The Companies Act prescribes when special resolutions are required.  Section 65 (11) of the Companies Act provides that special resolutions are required in the following instances:
  • amending the company’s memorandum of incorporation to the extent required by section 16(1)(c) of the Companies Act;
  • ratifying a consolidated revision of a company’s memorandum of incorporation;
  • ratifying actions by the company or directors in excess of their authority, as contemplated in section 20(2) of the Companies Act;
  • approving an issue of shares or granting of rights in the circumstances contemplated in section 41(1) of the Companies Act being rights issued to a director, prescribed officer, future director, or future prescribed officer of the company; rights issued to a person related or inter-related to the company, or to a director or prescribed officer of the company; or rights issued to a nominee of a person mentioned herein;
  • approving an issue of shares or securities as contemplated in section 41(3) of the Companies Act which states that a special resolution will be required for an issue of shares, securities convertible into shares, or rights exercisable for shares in a transaction or series of integrated transactions if the voting power of the class of shares that are issued or issuable as a result of the transaction or series of transactions will be equal to or exceed 30% of the voting power of all the shares of that class held by the shareholders immediately before the transaction or series of transactions;
  • authorising the board to grant financial assistance in terms of section 44 by way of a loan, guarantee, the provision of security or otherwise to any person for the purpose of, or in connection with, the subscription of any option, or any securities, issued or to be issued by the company or a related or inter-related company, or for the purchase of any securities of the company or a related or inter-related company;
  • approving a decision of the board for re-acquisition of shares in the circumstances contemplated in section 48(8) of the Companies Act;
  • authorising the basis for compensation to directors for their services in terms of section 66(9) of the Companies Act;
  • approving the voluntary winding up of a solvent company in terms of section 80(1) whereby a solvent company may only be wound up voluntarily if the company has adopted a special resolution to do so, which may provide for the winding up by the company or by its creditors;
  • approving an application to transfer the registration of the company to a foreign jurisdiction;
  • approving any proposed fundamental transaction to the extent required by Part A of Chapter 5;
  • revoking a special resolution which triggers appraisal rights under section 164 of the Companies Act.; and
  • in terms of section 36(2)(a) of the Companies Act, the authorisation and classification of shares, the number of authorised shares of each class, and the preferences, rights, limitations and other terms associated with each class of shares as set out in the company’s memorandum of incorporation, may be changed only by an amendment of the memorandum of incorporation by special resolution of the shareholders, or the board in certain circumstances provided for in the Companies Act.

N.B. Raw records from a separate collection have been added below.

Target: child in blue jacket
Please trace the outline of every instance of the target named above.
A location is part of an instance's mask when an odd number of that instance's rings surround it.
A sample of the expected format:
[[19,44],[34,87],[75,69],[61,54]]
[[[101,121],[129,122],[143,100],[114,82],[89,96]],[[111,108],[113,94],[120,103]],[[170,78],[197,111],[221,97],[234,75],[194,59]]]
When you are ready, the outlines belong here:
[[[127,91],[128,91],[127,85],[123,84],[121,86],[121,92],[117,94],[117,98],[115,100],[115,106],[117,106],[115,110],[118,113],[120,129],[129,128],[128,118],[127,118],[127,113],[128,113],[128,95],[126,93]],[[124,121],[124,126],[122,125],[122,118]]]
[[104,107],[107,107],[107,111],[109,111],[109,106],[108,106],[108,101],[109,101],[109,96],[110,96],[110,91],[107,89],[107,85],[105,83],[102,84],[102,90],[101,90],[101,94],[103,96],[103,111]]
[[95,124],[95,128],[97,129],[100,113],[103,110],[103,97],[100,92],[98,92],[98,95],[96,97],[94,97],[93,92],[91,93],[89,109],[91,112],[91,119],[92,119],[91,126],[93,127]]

In addition to the above, the company’s memorandum of incorporation may require a special resolution to approve any other matter. Should the shareholders of a company unanimously assent to a certain transaction, the absence of a special resolution may not necessarily void the transaction except for matters that require a special resolution to be filed at the CIPC. However, until there is confirmation from the Supreme Court of Appeal on this matter, passing a special resolution is a mandatory requirement which cannot, without a doubt, be fulfilled through unanimous assent and is very much dependent on the fact of the matter.

The requirement of obtaining shareholders’ assent to the passing of a special resolution could hamper or obstruct certain business transactions.  We advise that companies should err on the side of caution, ensure that shareholder resolutions, in particular special resolutions, are passed and implemented with legal technical compliance, whether or not they are used strategically, and whether or not they are passed at physical meetings, in order to avoid transactions being set aside or shareholders claiming prejudice.